Data is the lifeblood of AI. In 2017, IBM suggested that 90% of the world’s data had been created in the last two years. This means that there is an enormous amount of data that is being created every day. This has several implications for AI with regard to data management, data privacy, and data governance. It is, therefore, important that our public and private organizations build the capacity to manage data assets. It is also essential that our organizations understand data privacy and ensure that the rights of individuals are safeguarded. Despite all the data that is being produced, most of the data is controlled by big corporations. Startups struggle to get the needed data, and this stifles innovation. It is important to support projects like FAIR Forward. “FAIR Forward – Artificial Intelligence for All” is a GIZ initiative that facilitates the provision of open, non-discriminatory, and inclusive training data and open-source AI applications. Innovative data governance models must also be encouraged, as they will make data available for various organizations under pre-agreed conditions.

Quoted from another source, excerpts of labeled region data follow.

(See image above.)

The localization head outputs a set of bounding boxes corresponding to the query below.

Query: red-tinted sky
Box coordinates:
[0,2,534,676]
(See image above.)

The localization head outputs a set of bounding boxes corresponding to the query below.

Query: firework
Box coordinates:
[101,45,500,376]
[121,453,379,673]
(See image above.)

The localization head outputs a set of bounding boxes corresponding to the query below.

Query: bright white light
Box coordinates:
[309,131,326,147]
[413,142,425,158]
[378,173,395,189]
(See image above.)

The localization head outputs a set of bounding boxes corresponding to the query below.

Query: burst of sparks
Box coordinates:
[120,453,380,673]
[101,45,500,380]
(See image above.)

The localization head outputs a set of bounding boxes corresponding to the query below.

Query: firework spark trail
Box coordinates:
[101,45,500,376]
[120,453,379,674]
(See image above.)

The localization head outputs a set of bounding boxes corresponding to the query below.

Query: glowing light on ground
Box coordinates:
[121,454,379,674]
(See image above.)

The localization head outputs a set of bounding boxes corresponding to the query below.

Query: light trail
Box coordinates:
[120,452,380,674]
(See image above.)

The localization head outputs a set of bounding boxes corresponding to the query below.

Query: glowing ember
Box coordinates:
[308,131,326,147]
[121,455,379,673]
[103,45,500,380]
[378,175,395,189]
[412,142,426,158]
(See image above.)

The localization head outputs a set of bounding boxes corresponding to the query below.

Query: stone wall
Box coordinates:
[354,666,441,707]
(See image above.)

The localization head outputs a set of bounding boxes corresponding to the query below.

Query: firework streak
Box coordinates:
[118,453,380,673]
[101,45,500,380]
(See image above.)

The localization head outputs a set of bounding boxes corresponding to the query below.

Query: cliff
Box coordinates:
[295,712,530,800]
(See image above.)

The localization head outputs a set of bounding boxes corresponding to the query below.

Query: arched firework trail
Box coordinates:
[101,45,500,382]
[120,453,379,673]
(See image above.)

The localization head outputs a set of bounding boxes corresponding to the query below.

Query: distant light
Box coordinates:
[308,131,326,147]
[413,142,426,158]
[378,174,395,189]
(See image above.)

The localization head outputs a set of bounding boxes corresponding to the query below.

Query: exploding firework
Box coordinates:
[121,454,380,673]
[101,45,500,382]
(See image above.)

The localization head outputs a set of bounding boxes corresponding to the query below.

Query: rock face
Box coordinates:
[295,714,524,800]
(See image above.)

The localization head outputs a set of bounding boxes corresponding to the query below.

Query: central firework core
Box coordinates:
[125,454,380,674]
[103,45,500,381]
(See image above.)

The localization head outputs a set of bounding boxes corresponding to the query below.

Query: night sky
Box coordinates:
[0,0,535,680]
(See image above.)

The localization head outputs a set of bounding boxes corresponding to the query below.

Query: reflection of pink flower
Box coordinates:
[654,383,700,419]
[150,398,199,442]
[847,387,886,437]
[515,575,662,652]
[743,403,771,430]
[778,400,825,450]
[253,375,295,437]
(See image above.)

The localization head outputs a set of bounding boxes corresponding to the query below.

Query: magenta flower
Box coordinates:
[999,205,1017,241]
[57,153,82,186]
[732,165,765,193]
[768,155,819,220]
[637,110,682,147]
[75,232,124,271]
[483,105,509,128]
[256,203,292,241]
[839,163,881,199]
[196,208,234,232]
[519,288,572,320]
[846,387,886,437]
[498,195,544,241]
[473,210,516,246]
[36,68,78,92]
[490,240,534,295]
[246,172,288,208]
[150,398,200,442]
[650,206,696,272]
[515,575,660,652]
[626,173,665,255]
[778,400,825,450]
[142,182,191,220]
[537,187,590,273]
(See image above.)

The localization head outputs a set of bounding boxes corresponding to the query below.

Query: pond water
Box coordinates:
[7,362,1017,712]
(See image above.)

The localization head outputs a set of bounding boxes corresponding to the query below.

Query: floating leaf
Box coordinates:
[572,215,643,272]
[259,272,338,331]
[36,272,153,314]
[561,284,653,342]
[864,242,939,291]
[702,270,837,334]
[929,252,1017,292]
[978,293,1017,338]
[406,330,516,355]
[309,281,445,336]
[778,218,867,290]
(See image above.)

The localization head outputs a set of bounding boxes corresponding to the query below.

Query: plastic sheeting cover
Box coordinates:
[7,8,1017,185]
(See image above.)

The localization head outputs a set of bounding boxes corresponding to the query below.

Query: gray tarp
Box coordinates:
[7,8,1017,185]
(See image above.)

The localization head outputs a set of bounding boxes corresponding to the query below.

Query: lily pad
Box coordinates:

Ghana must aspire to build AI systems that will not harm people, but do good to mankind. These include AI systems that respect people’s goals, wishes, and privacy while guarding against any form of bias. It is crucial that AI engineers strive to avoid data bias, not just because accuracy levels will be affected. They must also reflect on issues of gender, stereotypes, historical unfairness, prejudice, etc. All these will not happen automatically. We need to build on our Data Protection Law by formulating an AI policy and regulatory framework that will not stifle innovation but at the same time promote accountability, transparency, and privacy in the building of AI systems.
It is widely known that startups are a source of innovation. However, the business ecosystem in Ghana is not favourable to startups, regardless of industry. The cost of capital is very high. Technology startups in developing countries have resorted to digital platforms to present their services to potential users. However, they are usually not successful in getting these users to pay for the services. Business models are required that will enable AI startups with innovative products and services to thrive.
Finally, I would like to add that if we resolve all the barriers above but do not encourage AI solutions with locally relevant content, we cannot create a demand for AI services. We need AI applications in local languages and AI solutions that consider our rural-urban divide, pay attention to gender, and the challenge of poor internet connectivity.
Author: Kuuku Sam – Advisor, FAIR Forward–”Artificial Intelligence for All”, GIZ and executive member of the Institute of ICT Professionals, Ghana.